Nonauthor collaborators
Nonauthor collaborators were measured by asking “Please indicate the number of PhD-level researchers, students (graduate and undergraduate), and technicians who played a significant role in the implementation of the project but are not coauthors of the focal paper.” 3 Respondents were asked to enter a count for each type of member or respond, “don’t know.” Nonauthor collaborators are separated into these four types (scored as 1 if there was at least one project member of that type) and an aggregate “AnyNonAuthorCollab” measure (if at least one nonauthor collaborator was present in the project). 4 Note that this measure may be broader than the measures used in many prior studies, which limit nonauthor collaborators to either those who appeared in the acknowledgments (Laband 2002) or those who the lead author felt “had made a contribution that merited authorship or who had assisted in drafting the review but was not listed as an author or mentioned in the acknowledgment section of the review” (Mowatt et al. 2002, 2770).
Independent Variables
Our key independent variables are impact, commercial orientation, and local collaboration. We operationalize papers representing “high” impact as those being in the top 1 percent most cited papers in that WoS field in that year, based on citation counts as of December 31, 2006 (“top”). To measure commercial orientation, we asked the respondents if the findings from the research project led to a patent application (“patent”). To determine how multi-institutional collaborations affect authorship practices, we used the number of institutions affiliated with the author byline, from the WoS. Those with a single institution listed are coded as “one institution” = 1.
Control variables
We also controlled for additional variables that are likely to affect rates of specialist authors and nonauthor collaborators. The size of the project team is measured by the natural log of the total number of authors on the publication, collected from the WoS (“lnAuth”). The minimum in our sample is 1 author and the maximum is over 150 authors (prior to transformation). The overall levels of specialist authors and nonauthor collaborators are expected to vary by scientific fields. Similarly, the probability of having technicians, postdoctoral researchers, and so on, in the research group as well as the probability of needing data, materials, or specialized equipment from outside the researcher’s own lab also likely vary by field (Fuchs 1992; Shinn 1982). We control for this by using scientific field dummy variables as control variables (ten fields, with chemistry as the excluded category). We also control for publication year to correct for any temporal trend in rates of specialist authors or nonauthor collaborators.
Results
In the following sections, we report the descriptive statistics, the differences in specialist authors and nonauthor collaborators by field, and logistic regression models reporting the effects of impact, commercial activity, and local collaboration on rates of specialist authors and nonauthor collaborators.
Descriptive Statistics
Tables 1 and 2 summarize the measures and correlations.

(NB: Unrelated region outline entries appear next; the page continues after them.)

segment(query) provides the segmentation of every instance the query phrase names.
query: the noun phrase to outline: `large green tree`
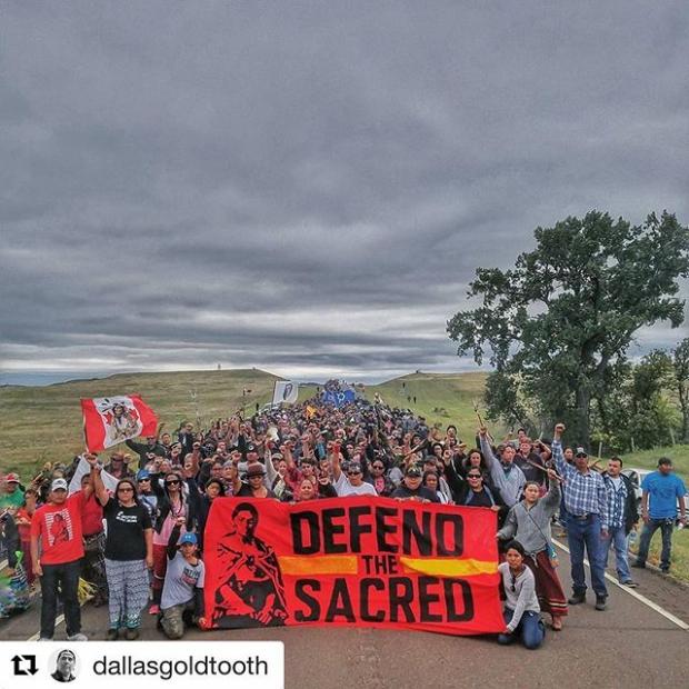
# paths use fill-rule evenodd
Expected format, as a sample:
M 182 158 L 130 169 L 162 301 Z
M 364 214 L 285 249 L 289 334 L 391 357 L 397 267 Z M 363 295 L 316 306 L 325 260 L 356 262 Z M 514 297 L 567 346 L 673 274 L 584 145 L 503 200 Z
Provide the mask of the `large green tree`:
M 480 306 L 456 313 L 448 333 L 458 355 L 495 368 L 493 416 L 566 419 L 588 443 L 591 405 L 615 388 L 635 333 L 683 320 L 689 228 L 667 212 L 632 226 L 590 211 L 535 238 L 512 269 L 477 269 L 468 297 Z

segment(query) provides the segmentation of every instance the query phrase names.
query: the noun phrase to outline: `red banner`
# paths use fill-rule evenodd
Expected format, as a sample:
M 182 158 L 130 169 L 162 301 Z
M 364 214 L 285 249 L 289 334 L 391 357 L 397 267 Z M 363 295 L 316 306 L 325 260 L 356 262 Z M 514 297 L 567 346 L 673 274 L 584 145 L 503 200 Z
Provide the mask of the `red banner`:
M 217 498 L 204 535 L 206 615 L 217 629 L 505 629 L 496 515 L 355 497 L 286 505 Z

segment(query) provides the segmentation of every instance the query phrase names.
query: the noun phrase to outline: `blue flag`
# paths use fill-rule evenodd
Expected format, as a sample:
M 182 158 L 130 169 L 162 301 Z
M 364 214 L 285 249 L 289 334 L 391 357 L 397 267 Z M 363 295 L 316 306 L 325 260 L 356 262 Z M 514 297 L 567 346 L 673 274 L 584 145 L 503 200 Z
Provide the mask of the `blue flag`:
M 336 407 L 343 407 L 353 402 L 356 395 L 353 390 L 344 390 L 343 392 L 336 392 L 334 390 L 326 390 L 323 392 L 322 400 L 326 405 L 334 405 Z

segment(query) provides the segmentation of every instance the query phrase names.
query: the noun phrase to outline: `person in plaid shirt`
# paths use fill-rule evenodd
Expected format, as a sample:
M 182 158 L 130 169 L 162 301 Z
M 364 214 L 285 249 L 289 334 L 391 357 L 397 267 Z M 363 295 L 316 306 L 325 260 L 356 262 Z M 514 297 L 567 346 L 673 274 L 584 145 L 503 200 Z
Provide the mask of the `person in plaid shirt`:
M 589 469 L 588 455 L 578 448 L 575 466 L 562 455 L 561 437 L 565 423 L 557 423 L 552 438 L 552 457 L 558 473 L 565 479 L 565 507 L 568 511 L 567 540 L 569 541 L 573 595 L 570 606 L 586 601 L 585 549 L 591 565 L 591 587 L 596 592 L 596 610 L 605 610 L 606 556 L 608 539 L 608 491 L 602 477 Z

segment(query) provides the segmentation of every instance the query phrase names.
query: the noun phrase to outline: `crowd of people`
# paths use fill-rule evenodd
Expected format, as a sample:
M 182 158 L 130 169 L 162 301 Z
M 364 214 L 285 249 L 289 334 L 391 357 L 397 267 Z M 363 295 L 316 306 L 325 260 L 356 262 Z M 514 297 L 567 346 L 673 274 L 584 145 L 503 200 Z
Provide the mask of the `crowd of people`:
M 330 381 L 328 389 L 338 388 Z M 500 643 L 517 639 L 530 649 L 545 637 L 541 613 L 562 629 L 568 606 L 586 601 L 583 558 L 591 566 L 596 609 L 607 607 L 603 571 L 615 550 L 620 583 L 636 586 L 628 536 L 639 521 L 633 487 L 612 458 L 591 467 L 581 447 L 551 440 L 491 437 L 481 425 L 470 443 L 450 425 L 429 426 L 408 409 L 357 399 L 337 408 L 319 399 L 242 419 L 217 419 L 210 428 L 183 423 L 174 432 L 128 440 L 103 465 L 96 455 L 43 471 L 27 488 L 4 477 L 0 536 L 8 552 L 9 583 L 0 615 L 24 609 L 17 591 L 40 580 L 40 639 L 54 633 L 60 592 L 67 636 L 86 640 L 78 599 L 80 578 L 93 585 L 92 605 L 107 605 L 107 638 L 139 637 L 142 615 L 179 639 L 191 625 L 207 628 L 203 610 L 203 532 L 213 500 L 224 496 L 302 502 L 348 496 L 438 502 L 496 512 L 505 598 Z M 686 521 L 685 488 L 661 459 L 643 482 L 643 567 L 655 530 L 662 530 L 661 568 L 670 567 L 677 506 Z M 650 496 L 650 501 L 648 497 Z M 571 553 L 572 596 L 558 575 L 551 523 L 559 519 Z M 23 579 L 22 579 L 23 577 Z M 12 588 L 13 587 L 13 588 Z M 12 591 L 14 595 L 12 596 Z M 21 599 L 20 599 L 21 598 Z

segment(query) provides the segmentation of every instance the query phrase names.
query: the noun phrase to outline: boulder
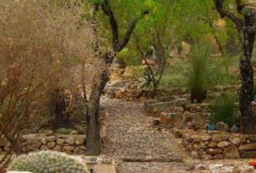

Single-institution publications are 54 percent of the sample and mean team size (log number of authors) is 1.22 (i.e., about 3.5 authors). Eight percent of projects resulted in a patent application. About one-third have at least one specialist author (similar to findings from prior studies). Also, about half (54 percent) have at least one nonauthor collaborator (which is higher than found in prior work in biomedical research, although our measure may also be broader than in prior studies). The rates for each type of specialist author range from 13 percent to 30 percent, while for each type of nonauthor collaborator, the range is from 6 percent to 19 percent.
Descriptive Statistics.
Note: M =mean; SD = standard deviation; min = minimum; max = maximum.
Correlation Matrix.
Note: Correlations given in boldface are significant at p < .05.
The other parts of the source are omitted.